3.10.12

E apagar imagens sagradas, pode-se?

Por Ferreira Fernandes
VOLTO ao caso dos catálogos blasfemos. Uma empresa, depois arrependida, fez catálogos para a Arábia Saudita, onde, mais do que ridiculizar e insultar, se apagou a figura de culto de muitos fiéis: a mulher. 
É preciso entender que a não-representação, isto é, a anulação figurativa da mulher vai contra todos os ensinamentos desta religião. Os crentes que adoram a mulher, entre os quais me incluo, consideram uma afronta que a tentem esconder atrás de uma burka, quanto mais apagá-la. 

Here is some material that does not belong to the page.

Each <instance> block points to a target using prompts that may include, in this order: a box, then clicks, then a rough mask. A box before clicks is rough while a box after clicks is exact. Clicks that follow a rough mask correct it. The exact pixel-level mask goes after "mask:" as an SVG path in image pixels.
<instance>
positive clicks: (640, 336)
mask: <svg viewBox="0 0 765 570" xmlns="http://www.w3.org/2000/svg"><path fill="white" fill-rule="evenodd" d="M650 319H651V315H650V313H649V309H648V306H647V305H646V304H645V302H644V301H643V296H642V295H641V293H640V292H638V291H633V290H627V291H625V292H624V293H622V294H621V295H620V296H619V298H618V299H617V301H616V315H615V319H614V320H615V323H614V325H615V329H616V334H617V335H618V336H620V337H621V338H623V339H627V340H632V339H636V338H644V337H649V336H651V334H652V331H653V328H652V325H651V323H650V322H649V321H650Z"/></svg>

As mulheres são para ser vistas. Como a minha avó, operária têxtil e analfabeta, viúva desde os 29 anos e que educou as duas filhas sozinha, a ir buscar-me ao colégio de meninos bem, de carrapito, cara limpa e orgulhosa. Essa imagem para mim é sagrada. Calculem o que é para mim, homem crente e piedoso, ver esse símbolo ser raspado, sumido, negado nas páginas de um catálogo. Não há minha avó, nem filha da minha avó, nem bisneta da minha avó, mulher nenhuma... E nem pensem que me revolto só por essas santas pessoais. A minha religião é de muitas profetizas: é-me insuportável aceitar que apaguem o sorriso da brasileira que me entrega o café ao balcão, que me tapem o cabelo curto da presidente da Assembleia da República, que me calem a voz da Carminho. 
Não vou queimar bandeiras para embaixadas, respeito demasiado a minha religião para a proclamar com voz esganiçada. Mas choca-me o silêncio das outras igrejas agora que a minha crença foi tão insultada.